Four Essential Truths to Help Writers Reveal True Character in StoryApr 23, 2022
A client called me recently because she couldn't figure out how to reveal to her audience who her character really was at heart. This is one of the most important things we must do as storytellers. We have to find a way to show, and not tell, the essential nature of our main character.
As in real life, when we’re in relationship with others, we want to know who they really are beneath the mask or behind the public persona. We want to know that part of them that they try to hide or conceal to others. Otherwise, we don't really know them. The question is, how, as storytellers, can we reveal those things without simply resorting to direct statements? How do we show that our protagonist is actually kind and tenderhearted, brave or potentially heroic, clever or wily or cunning or shrewd, without actually saying these things?
Who is the protagonist deep down, and how do we show it to our readers? These are perhaps the two most important questions we must ask ourselves at the start of any story. In order to answer or accomplish those questions, there are a few key truths we must first understand.
- There’s a huge difference between characterization and True Character.
We spend a lot of time as writers trying to create great characters by giving them certain qualities or characteristics. We come up with rich backstories about their families of origin, what they do for a living, what they look like, how they dress, what kind of house they live in or how much money they make. And while these things are important, this is just characterization. It isn’t actually true character.
- Characterization is the sum of all of the observable traits that I could see about a person if I followed them around for a while and took notes.
By the end of the day, I'd have a nice little list of facts and details about that person's life. I’d know how much education they had. I’d know if they were rich or poor. I’d be able to catelogue their gender, age, height, hair color, sexual preference, what kind of clothes they wear, or what kinds of food they like to eat. With a little research, I could discover their political and religious beliefs, who they voted for, whether or not they attend church. I could even discover any secret habits or weird little mannerisms, whether or not they have nervous tics, or what sorts of coping mechanisms they’ve developed. The list could go on and on, and while all of these things are valuable and may end up playing into the narrative in some way, they are not true character. They are character traits. They are qualities or aspects of that person, but they are not who that person is at their core.
True character is who that person is deep down. It’s their essential nature. Their fundamental, authentic self. And there’s only one way to reveal that kind of information.
- True character is revealed by the choices a person makes under pressure. The greater the pressure, the greater the revelation of that character’s true inner nature.
A friend of mine used to say, “People are like grapes. When you squeeze them, you see what’s on the inside.” The same is true with people. Anybody can be on their best behavior or pretend to be good, but the minute things start going awry and the pressures start mounting, that’s when we find out who they really are at their core. When people are under stress, patience wears thin. They often blurt things out or lash out or act rashly in response to the stress. With enough spiritual fortitude, a person may be able to navigate the stressful situation with grace. But if the pressure keeps building, if the stressors keeps on coming, you can bet that eventually, they’re going to break.

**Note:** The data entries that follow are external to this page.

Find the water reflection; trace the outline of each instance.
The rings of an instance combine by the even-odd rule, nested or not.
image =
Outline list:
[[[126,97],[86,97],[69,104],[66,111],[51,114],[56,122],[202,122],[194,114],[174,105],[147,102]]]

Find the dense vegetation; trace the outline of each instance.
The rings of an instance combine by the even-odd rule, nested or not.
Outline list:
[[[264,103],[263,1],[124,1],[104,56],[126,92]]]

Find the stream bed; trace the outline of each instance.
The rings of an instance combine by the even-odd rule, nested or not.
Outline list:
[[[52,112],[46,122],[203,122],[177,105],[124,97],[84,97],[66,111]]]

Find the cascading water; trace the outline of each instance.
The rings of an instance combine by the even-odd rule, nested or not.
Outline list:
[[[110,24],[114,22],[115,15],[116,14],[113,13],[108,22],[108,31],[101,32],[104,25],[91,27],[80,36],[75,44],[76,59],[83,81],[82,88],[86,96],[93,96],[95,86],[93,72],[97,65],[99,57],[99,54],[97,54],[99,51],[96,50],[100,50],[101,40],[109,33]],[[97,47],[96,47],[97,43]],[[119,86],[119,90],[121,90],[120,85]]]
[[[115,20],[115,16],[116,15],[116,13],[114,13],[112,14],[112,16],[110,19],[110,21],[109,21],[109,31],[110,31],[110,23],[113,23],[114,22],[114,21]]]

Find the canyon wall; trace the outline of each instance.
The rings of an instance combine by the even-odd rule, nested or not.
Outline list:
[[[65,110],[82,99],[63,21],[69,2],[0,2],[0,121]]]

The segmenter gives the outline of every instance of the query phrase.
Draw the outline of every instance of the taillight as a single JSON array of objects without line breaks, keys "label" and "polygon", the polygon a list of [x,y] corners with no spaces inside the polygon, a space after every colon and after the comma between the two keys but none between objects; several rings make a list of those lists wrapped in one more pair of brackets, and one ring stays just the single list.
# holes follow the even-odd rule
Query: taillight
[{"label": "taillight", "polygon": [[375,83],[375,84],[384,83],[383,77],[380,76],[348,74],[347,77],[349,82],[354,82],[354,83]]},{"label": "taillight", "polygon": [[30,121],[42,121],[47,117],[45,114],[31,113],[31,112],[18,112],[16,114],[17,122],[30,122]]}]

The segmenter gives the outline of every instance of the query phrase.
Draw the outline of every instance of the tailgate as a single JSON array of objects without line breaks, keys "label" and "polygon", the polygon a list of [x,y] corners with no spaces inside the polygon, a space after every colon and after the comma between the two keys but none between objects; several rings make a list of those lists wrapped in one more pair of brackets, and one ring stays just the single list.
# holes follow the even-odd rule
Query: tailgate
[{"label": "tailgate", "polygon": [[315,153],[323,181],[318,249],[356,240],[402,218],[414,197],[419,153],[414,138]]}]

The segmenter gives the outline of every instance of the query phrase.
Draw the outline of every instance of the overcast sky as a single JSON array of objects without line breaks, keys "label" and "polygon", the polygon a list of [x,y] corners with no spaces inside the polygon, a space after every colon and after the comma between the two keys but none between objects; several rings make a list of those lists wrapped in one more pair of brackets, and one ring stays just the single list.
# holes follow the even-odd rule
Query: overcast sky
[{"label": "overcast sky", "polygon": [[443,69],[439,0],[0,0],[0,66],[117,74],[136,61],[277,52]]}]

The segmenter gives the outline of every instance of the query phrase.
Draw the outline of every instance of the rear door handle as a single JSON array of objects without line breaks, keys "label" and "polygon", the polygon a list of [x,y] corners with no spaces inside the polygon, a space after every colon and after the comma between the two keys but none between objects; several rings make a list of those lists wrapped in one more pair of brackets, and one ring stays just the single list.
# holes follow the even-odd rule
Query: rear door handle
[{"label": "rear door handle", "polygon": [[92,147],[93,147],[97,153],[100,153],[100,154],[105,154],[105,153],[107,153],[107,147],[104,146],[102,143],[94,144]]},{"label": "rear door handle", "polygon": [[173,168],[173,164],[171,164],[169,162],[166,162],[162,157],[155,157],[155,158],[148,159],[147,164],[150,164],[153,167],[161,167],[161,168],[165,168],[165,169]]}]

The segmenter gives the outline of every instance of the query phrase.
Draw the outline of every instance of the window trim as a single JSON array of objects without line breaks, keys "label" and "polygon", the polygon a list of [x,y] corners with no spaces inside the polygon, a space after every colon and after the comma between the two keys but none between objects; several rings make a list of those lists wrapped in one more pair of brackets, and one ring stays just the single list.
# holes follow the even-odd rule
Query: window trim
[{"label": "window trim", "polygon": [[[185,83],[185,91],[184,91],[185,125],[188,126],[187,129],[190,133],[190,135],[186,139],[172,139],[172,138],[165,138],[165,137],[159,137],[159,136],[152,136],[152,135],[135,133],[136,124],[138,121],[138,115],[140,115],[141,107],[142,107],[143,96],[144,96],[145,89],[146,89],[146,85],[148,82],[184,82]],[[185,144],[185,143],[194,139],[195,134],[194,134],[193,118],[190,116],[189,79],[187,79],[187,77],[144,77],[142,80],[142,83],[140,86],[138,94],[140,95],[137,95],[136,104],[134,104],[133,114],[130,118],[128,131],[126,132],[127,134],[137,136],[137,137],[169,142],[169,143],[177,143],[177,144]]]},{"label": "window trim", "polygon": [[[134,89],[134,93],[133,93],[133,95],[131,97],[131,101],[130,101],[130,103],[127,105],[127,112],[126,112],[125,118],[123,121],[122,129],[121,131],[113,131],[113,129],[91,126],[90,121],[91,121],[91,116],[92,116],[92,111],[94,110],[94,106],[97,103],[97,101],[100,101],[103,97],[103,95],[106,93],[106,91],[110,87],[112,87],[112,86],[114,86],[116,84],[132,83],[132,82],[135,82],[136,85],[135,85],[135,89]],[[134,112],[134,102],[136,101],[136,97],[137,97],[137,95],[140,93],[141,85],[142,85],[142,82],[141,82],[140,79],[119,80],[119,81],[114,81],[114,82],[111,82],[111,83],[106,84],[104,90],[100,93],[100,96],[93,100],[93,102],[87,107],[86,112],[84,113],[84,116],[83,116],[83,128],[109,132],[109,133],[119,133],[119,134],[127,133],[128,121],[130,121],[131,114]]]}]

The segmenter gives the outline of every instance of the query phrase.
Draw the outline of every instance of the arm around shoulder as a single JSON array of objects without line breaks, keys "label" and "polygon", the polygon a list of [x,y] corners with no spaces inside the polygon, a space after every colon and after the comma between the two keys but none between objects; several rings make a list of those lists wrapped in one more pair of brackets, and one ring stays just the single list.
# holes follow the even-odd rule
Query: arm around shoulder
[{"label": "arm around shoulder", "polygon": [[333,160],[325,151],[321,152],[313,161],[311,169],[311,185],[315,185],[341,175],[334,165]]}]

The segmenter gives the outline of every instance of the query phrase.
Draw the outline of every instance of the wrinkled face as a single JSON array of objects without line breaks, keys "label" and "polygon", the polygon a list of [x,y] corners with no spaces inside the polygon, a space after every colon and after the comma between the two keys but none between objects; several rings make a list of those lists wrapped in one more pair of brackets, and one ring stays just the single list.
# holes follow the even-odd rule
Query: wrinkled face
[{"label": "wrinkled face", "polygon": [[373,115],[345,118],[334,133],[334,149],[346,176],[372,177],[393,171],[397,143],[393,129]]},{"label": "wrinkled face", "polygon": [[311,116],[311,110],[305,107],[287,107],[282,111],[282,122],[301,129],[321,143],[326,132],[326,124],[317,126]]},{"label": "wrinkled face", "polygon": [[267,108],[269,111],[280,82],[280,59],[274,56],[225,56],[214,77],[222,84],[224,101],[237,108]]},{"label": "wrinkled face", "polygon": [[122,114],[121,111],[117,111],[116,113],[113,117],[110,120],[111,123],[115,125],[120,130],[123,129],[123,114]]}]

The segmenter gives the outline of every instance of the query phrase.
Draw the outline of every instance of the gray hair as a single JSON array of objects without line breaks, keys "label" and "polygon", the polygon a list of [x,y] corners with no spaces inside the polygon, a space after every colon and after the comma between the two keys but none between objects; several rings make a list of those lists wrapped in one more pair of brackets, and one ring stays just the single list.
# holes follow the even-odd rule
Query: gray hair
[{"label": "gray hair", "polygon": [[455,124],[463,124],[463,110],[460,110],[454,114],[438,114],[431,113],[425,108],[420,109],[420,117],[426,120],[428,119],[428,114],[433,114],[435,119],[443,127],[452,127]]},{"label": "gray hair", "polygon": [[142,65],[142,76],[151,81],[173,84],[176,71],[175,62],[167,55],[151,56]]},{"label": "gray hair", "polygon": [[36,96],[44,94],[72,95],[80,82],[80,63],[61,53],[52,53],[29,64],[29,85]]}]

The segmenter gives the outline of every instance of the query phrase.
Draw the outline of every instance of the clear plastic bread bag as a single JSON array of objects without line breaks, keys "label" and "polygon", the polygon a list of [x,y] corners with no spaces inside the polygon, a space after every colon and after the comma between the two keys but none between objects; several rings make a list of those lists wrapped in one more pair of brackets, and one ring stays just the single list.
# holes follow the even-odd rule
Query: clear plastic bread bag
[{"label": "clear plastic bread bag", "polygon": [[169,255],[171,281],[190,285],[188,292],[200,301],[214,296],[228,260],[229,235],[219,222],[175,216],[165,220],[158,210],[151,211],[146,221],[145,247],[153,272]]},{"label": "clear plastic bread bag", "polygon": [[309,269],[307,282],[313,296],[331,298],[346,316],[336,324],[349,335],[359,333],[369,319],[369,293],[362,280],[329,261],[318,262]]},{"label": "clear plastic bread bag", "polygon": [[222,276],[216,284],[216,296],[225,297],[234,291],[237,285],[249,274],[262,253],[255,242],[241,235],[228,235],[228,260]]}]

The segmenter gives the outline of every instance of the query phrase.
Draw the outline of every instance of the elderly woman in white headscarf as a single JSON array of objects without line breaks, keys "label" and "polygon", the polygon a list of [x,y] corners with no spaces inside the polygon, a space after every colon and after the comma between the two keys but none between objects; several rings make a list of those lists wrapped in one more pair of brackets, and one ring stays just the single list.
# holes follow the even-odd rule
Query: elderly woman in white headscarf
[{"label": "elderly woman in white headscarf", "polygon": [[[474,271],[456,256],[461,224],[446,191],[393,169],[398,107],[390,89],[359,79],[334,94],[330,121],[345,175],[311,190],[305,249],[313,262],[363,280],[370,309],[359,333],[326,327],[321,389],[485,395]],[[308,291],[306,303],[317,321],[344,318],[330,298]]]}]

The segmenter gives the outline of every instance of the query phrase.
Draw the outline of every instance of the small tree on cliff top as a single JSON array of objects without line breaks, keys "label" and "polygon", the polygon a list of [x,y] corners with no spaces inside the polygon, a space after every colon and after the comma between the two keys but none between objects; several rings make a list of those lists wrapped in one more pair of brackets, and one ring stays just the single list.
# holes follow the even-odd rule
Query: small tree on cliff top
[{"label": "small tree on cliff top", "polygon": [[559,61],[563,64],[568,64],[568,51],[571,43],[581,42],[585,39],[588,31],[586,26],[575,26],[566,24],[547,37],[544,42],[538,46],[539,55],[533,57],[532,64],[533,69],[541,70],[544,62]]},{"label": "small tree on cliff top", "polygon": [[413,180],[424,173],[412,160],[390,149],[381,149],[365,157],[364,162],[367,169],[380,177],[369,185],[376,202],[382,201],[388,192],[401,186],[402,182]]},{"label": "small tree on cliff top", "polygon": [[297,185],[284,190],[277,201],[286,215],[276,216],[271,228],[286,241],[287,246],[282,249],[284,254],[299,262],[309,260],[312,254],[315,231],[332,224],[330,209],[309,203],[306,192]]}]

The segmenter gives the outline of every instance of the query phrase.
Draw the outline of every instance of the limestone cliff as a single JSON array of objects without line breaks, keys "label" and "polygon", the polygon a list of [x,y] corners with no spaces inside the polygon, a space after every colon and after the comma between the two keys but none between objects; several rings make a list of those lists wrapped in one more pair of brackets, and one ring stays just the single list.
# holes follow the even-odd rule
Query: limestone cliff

The fact is, it doesn’t matter who you are or how strong or spiritual you may be. If you’re under enough pressure, eventually, the truth will out. You will snap. And when you do, you’ll return to your default setting – the person you really are deep down, the fundamental you that you’ve worked so hard to overcome. Whatever character flaws you’ve so diligently tried to purge, that’s what we’re going to see. But this is actually good news… for the storyteller, at least.
- If you want to reveal true character, all you have to do is put your protagonist in a tight situation and force them to make hard choices.
Again, if people are like grapes, then the best way to expose who they are on the inside is to squeeze them until they pop. To reveal to the audience what your protagonist is made of, you simply create high-pressure scenarios or high-stress situations, and then drop your character into it. This will force them to have to think on their feet. They’ll be forced to make some hard, spur-the-moment choices. It has to be a situation where they must act quickly. They can’t enter into it with a plan. They can't have time to weigh their options or concoct a plan during the moment. They must be forced to improvise. They have to rely on their wits and they have to do it now. This is how you show us what kind of a man or woman they are.
The over-arching principle for you to remember is simply this: True character is revealed by the choices a person makes under pressure. How does your protagonist react to the high-stress situation? What does he choose to do? Whatever actions he takes at that moment reveals to your audience who that character truly is deep down.